After the Nazi defeat in World War II, the Allies asked the Finns to stop using this symbol. And they did – except for one thing. The air force, although not wearing this symbol on planes anymore, continued to use it on their insignia. It can even be seen inside the Finnish presidential flag.

If you want to get a good look into the subject, something we recommend, check out this article with an informative video.

By the way, the name of the swastika in Finnish is Hakaristi.

Finland stops using the swastika on 2020

They didn’t make a big fuzz about removing the symbol from the insignias. They did it without telling anyone, as YLE news reports.

A senior Air Force official, Jari Mikkonen admitted that the symbol usually attracts negative and even angry reactions outside Finnish borders. Imagine what Germans or Israelis who are not versed in the reasons why they use this sinister symbol would think.
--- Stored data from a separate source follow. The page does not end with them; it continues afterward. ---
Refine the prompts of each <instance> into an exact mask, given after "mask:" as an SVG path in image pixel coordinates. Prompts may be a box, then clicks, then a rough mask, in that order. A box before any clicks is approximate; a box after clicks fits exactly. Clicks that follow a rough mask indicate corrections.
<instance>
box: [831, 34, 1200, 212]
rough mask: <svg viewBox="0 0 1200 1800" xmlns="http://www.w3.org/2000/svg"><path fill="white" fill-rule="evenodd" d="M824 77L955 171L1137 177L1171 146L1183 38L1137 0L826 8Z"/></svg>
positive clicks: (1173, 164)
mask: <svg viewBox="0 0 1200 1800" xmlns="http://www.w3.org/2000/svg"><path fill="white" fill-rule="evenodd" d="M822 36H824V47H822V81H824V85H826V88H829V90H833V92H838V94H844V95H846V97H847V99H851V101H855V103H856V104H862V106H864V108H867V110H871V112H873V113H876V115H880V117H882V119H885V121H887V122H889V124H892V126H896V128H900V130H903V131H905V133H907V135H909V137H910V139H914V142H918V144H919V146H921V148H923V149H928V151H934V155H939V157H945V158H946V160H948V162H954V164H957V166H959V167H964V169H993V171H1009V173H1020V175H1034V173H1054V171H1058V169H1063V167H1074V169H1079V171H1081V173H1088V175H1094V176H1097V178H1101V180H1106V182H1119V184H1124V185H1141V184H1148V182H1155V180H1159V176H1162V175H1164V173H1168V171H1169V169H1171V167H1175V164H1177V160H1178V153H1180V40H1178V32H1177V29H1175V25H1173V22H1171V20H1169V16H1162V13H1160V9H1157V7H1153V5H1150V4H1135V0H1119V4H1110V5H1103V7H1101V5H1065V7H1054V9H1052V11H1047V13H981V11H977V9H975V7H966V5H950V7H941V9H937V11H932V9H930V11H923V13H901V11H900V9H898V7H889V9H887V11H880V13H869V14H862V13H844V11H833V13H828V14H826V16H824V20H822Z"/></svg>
The presidential flag, in the middle row on the right, still has a variation of the symbol.

So, although some voices were in favour of keeping the tradition because it was not linked to the Nazi regime, the truth is that keeping the symbol did not help much abroad. The decision ended up falling on the side of removing the symbol completely. Something we definitely agree with.

Since they did it quietly and without a PR event, it seems that the Finnish Air Force preferred not to bring this up in the political debate and simply did it.

It is also worth noting that the symbol will remain present and with the usual modification (the “arms” are thinner) on the Finnish presidential flag, which we show you in the picture above (right column, center flag).

And there is a new Finnish Air Force symbol. From now on it will be a golden eagle within a circle of wings, and crowned. A better symbolism, for sure.

What is your opinion about this? How would you have gone about getting rid of the symbol?